In exigent times, all human action seems mythic, and any sudden change seems a harbinger of the apocalypse. As we wrap up a year as traumatic to publishers and booksellers as to i-bankers and Republicans, herewith some thoughts on books that meet the drama of the times with healthy doses of cynicism and idealism—and no shortage of enjoyable penmanship.

Call Me Ted by Ted Turner and Bill Burke (Grand Central). At the annual Book Expo America in June, publishing types scurrying through the Los Angeles convention center were greeted by a four-story tapestry that featured the visage of Mr. Ted Turner, smiling and mustached, inviting the thousands of attendees to call him simply “Ted.” Published last month, Turner’s 450-page memoir invites readers to do the same, in a book about a man who, like the publisher’s advertising campaign, is bigger than life.

In many ways, Turner’s memoir—well-managed by CNN’s Bill Burke—is standard celebrity fare, checking off the necessary boxes in the inventory of a visionary American life. Celebrity memoirs like Turner’s (or Barbara Walter’s, or Tim Russert’s, among others) are elevated above the madding crowd by mixing self-reflectiveness with self-promotion so artfully that a reader cannot separate fact from spin, vulnerability from propaganda. This is especially true of those whose success has been won in the industry of media, a pantheon in which few gods have ruled as mightily or capriciously as Turner.

Turner has always appeared a mix of debonair and dangerous—part corporate exec, part cowboy. He is smooth, able to charm and woo, able to slip past his competition, his detractors, and even his friends. Though the imbalance of his professional and personal life is reflected in the book (the story of his meeting Jane Fonda, for instance, is told in less than a page, and his true feelings about their marriage are hidden between the lines), by the final page, one senses that Turner offered a fairly honest look at a life lived always on the edge of risk, while the real man behind the mustache and the millions is still roaming free.

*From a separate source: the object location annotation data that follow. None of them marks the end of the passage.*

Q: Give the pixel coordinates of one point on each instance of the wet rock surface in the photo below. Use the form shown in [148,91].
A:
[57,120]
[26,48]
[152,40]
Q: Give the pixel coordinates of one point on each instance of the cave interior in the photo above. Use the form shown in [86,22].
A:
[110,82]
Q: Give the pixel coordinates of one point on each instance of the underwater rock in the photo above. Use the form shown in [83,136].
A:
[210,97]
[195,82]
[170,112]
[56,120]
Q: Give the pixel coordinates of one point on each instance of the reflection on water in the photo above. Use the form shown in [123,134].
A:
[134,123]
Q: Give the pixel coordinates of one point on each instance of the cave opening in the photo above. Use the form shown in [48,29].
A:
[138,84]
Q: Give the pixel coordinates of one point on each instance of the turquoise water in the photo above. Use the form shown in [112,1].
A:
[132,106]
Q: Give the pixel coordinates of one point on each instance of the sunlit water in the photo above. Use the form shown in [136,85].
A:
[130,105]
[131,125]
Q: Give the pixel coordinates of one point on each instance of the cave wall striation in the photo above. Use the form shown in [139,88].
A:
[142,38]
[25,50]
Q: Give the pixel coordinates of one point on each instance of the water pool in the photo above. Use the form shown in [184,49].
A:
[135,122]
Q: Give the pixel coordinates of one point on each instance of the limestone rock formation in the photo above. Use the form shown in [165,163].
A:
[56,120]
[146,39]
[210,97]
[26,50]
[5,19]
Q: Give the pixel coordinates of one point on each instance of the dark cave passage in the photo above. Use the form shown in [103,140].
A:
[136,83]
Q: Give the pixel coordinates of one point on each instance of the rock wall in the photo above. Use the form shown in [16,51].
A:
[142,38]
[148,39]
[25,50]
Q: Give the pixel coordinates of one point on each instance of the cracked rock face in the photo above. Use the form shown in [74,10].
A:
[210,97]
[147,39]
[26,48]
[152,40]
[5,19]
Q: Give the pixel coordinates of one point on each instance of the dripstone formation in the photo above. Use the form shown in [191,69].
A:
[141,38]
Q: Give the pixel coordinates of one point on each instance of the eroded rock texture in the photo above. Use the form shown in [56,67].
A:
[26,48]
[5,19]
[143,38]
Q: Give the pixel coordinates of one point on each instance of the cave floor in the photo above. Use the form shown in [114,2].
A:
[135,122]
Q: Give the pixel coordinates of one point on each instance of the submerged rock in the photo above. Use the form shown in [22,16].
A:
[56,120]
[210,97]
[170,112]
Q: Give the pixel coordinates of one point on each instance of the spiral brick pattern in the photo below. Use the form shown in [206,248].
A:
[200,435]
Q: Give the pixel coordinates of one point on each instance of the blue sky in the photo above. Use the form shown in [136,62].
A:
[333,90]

My Three Lives by Dame Celia Lipton Farris (IRC). In the season of Madoffs and Blagos, here’s a volume that rejects the ethos of greed and elevates a life lived generously. Documenting in text and image the dynamic doyenne of philanthropy, the gorgeous oversized tome is less book than dramatic celebration. Her three lives are three musical movements of composition: distinct, equally beautiful, with the true power resting in the cumulative effect—with the final allegro yet to come.

Why We Suck: A Feel Good Guide to Staying Fat, Loud, Lazy and Stupid by Denis Leary (Viking). The pronoun in the title of Leary’s new book-length rant is the first clue that the volume might have value beyond a few minutes laughter at the comedian’s acerbity. Leary’s appeal to the thinking American is based on the troubling fact that to be part of America is to be complicit in its absurdity. The book is delightful self-flagellation, but Leary’s evolving. Ever the provocateur, Leary is a step above self-loathing anarchist, and his angry humor now has a message: we can be better than this.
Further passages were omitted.